Robinov has worked with Snyder for years, but new Disney chief Alan Horn's The Lone Ranger is his first megabudget film with the powerful Pirates of the Caribbean team of director Gore Verbinski, producer Jerry Bruckheimer and star Depp (though Horn worked with Depp at Warners). The trio have generated billions for Disney, and Depp's Alice in Wonderland grossed north of $1 billion in 2010. Lone Ranger (July 3), however, is a huge gamble, costing about $250 million to produce, and anything short of massive box office could significantly impact the studio's relationship with all three talents -- Bruckheimer in particular.
Sony's Amy Pascal, known for being generous with talent, is testing several of her key relationships this summer.

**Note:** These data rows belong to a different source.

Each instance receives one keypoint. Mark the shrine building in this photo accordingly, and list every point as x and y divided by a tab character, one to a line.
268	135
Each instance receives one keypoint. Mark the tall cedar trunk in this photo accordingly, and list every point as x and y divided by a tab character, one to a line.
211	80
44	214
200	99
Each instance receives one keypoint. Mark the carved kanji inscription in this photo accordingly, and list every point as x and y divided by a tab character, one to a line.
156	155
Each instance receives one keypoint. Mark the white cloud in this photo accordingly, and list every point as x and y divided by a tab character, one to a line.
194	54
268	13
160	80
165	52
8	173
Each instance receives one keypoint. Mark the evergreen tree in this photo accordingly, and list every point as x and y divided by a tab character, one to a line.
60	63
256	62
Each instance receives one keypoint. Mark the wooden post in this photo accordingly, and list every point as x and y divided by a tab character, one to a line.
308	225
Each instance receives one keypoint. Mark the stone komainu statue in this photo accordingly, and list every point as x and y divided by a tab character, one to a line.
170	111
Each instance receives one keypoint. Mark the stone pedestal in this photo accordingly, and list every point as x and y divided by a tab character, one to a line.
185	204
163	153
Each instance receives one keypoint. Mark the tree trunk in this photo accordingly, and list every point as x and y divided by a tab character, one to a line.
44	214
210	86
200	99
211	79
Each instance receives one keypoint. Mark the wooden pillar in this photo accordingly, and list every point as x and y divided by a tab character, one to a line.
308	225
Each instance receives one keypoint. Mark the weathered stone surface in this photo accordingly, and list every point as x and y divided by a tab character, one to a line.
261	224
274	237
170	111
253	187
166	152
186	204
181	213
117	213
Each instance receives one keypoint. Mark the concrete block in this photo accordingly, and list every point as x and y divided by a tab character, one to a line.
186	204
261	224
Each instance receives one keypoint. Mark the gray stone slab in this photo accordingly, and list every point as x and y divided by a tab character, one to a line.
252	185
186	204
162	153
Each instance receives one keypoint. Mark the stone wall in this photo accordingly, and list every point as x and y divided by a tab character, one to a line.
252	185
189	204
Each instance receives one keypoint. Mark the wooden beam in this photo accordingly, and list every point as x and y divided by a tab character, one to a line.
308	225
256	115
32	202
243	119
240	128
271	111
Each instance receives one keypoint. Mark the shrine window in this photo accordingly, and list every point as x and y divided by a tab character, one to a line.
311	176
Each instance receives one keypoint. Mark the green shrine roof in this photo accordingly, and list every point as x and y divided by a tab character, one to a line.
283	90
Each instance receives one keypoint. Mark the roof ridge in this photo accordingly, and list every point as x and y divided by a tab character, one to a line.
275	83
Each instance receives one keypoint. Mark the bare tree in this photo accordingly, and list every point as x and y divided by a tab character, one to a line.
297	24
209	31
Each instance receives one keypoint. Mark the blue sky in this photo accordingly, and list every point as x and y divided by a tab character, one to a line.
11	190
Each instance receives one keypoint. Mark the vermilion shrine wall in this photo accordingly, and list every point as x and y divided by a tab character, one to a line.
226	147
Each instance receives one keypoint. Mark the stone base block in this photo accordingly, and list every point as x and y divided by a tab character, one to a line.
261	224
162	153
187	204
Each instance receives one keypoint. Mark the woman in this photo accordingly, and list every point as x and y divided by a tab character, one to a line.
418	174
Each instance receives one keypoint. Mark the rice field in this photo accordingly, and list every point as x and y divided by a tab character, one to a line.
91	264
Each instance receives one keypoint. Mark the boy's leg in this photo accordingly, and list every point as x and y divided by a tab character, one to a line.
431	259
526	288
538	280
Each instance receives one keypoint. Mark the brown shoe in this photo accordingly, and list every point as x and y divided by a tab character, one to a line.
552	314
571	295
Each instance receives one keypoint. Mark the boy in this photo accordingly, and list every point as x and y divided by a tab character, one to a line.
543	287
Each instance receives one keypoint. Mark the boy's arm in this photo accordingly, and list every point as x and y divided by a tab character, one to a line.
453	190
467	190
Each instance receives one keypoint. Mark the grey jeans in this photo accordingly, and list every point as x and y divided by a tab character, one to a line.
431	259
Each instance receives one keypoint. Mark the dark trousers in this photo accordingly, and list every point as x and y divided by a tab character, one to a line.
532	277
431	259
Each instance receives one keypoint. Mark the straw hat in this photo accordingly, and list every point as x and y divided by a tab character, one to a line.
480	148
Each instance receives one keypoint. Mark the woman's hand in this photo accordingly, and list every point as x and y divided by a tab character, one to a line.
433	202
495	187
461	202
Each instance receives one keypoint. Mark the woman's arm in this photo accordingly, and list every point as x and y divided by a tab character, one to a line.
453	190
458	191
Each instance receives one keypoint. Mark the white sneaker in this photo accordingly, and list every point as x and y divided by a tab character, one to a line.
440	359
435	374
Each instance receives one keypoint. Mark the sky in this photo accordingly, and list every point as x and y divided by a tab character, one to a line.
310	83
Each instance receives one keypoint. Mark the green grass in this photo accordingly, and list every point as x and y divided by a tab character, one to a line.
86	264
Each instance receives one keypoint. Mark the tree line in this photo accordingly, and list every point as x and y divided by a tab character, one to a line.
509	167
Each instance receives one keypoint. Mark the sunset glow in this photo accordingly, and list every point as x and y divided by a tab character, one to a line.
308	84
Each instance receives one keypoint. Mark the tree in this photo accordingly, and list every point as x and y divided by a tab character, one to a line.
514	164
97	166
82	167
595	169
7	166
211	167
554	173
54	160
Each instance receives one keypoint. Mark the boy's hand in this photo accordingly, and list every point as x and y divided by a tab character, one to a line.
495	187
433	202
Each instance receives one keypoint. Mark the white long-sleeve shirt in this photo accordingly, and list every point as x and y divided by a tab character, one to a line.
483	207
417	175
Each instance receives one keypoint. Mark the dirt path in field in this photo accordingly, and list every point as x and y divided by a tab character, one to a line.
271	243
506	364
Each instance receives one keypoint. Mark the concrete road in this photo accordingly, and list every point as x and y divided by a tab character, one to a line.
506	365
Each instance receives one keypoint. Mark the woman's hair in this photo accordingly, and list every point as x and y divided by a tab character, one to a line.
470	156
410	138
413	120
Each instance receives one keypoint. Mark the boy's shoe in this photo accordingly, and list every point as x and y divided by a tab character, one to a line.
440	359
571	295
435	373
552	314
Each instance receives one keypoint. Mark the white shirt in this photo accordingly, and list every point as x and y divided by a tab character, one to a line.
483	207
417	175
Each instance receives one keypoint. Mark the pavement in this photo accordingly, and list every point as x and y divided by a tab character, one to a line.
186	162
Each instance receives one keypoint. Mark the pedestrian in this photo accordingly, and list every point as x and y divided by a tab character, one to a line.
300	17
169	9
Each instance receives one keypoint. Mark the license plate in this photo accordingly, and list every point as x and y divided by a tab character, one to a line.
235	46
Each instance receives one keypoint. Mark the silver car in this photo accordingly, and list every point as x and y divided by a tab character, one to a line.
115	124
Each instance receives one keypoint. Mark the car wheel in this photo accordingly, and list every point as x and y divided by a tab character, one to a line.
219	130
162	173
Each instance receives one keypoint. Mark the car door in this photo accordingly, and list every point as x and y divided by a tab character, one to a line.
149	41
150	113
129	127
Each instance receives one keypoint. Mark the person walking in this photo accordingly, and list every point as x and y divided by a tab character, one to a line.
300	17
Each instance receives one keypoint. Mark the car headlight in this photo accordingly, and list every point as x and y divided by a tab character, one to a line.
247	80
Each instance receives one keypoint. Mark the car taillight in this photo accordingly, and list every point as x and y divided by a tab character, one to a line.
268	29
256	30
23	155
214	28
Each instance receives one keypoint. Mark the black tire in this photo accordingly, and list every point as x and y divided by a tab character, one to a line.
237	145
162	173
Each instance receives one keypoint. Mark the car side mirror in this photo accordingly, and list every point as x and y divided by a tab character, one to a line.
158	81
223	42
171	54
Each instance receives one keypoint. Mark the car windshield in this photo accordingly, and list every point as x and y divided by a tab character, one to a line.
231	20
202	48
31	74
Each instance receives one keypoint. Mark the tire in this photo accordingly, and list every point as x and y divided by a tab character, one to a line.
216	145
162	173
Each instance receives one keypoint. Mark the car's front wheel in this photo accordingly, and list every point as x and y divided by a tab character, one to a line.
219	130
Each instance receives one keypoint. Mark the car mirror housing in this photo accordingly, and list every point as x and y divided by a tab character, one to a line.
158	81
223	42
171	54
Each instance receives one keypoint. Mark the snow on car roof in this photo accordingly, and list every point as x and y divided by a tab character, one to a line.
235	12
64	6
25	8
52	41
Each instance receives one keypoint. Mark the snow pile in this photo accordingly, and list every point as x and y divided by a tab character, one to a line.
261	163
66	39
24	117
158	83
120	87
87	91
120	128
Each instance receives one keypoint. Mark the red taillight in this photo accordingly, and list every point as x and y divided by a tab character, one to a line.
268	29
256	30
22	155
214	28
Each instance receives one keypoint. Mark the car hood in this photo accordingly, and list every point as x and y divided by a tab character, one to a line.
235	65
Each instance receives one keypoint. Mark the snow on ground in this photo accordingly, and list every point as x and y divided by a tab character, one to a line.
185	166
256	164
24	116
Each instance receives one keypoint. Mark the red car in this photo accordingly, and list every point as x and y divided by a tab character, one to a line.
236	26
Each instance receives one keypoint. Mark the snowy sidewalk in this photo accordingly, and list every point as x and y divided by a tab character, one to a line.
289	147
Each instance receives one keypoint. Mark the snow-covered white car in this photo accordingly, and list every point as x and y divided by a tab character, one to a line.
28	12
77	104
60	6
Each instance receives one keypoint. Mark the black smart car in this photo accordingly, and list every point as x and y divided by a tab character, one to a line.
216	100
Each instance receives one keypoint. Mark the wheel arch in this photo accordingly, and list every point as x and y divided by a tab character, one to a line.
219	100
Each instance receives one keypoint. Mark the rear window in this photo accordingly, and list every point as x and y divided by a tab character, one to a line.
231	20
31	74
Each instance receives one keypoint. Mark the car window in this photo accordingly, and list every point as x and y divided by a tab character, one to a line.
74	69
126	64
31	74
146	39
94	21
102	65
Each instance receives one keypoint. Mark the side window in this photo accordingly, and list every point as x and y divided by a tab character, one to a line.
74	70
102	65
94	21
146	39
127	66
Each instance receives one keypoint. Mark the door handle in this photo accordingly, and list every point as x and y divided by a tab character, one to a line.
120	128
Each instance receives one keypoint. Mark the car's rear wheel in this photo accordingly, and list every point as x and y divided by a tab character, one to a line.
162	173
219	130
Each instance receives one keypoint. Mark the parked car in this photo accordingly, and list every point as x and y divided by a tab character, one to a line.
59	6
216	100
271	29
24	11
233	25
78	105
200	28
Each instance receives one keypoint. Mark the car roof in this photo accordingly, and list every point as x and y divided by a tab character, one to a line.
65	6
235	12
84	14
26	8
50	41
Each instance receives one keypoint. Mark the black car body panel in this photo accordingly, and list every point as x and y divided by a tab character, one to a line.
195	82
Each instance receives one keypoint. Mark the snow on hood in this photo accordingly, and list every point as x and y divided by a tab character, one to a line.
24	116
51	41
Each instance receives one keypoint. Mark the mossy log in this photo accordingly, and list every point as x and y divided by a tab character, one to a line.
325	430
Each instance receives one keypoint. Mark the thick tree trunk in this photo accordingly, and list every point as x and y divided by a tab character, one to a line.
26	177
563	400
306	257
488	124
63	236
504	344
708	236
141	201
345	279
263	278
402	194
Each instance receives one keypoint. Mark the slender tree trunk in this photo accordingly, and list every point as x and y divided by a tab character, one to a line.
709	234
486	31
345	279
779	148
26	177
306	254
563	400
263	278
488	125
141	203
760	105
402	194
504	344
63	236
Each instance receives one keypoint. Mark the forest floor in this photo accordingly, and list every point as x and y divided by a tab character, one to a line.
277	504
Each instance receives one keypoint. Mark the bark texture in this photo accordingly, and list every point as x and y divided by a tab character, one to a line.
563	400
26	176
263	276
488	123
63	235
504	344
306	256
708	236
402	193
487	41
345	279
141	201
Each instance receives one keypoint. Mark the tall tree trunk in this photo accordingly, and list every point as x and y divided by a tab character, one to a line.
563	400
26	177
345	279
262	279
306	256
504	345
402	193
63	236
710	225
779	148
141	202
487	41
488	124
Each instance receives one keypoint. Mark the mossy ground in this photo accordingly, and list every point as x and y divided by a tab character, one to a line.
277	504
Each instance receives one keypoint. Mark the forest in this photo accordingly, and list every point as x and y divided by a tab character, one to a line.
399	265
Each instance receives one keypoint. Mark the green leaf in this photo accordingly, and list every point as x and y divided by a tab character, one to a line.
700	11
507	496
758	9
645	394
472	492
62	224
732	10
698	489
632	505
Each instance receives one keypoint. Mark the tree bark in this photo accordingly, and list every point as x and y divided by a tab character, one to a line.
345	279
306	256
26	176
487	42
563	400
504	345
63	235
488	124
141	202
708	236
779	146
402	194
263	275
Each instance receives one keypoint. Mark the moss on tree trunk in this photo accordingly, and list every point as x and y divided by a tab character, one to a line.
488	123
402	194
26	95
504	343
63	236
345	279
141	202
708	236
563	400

The studio is reeling from the poor performance of Will Smith's passion project After Earth, which opened to a soft $27.5 million, the first time a Smith summer movie failed to launch at No. 1 in two decades. Smith has spent nearly his entire career making Sony movies (Men in Black, Hancock), generating more than $5 billion in global ticket sales, though it remains to be seen whether Sony will bet big on him again. Another question is what happens if Sandler's Grown Ups 2, opening July 12, doesn't work. Like Smith, Sandler has spent most of his career at Sony, but he recently set up his next films at Warners and Paramount after his most recent Sony comedies That's My Boy and Jack and Jill underperformed. The studio also is invested in filmmaker Roland Emmerich, who made White House Down (June 28) after Sony released his lower-budget passion project Anonymous in 2011.
Paramount's long relationship with filmmaker J.J. Abrams is resulting in another win with Star Trek Into Darkness, which has taken in nearly $380 million worldwide. But Abrams won't be available to direct a third Trek, at least not for a while, because he was lured to revive the Star Wars franchise for Disney and Lucasfilm. More pressing for studio chief Brad Grey is World War Z, hitting theaters June 21 after being delayed to refashion the third act. The $200 million zombie thriller sprung from the studio's long relationship with Brad Pitt's Plan B, where Grey once was a partner. If it fails to deliver, Grey might have some explaining to do to his Viacom bosses. "Studios are in the talent game," notes one exec. "More often than not, if you bet on the right talent, it pays off. Sometimes you have to give a little back."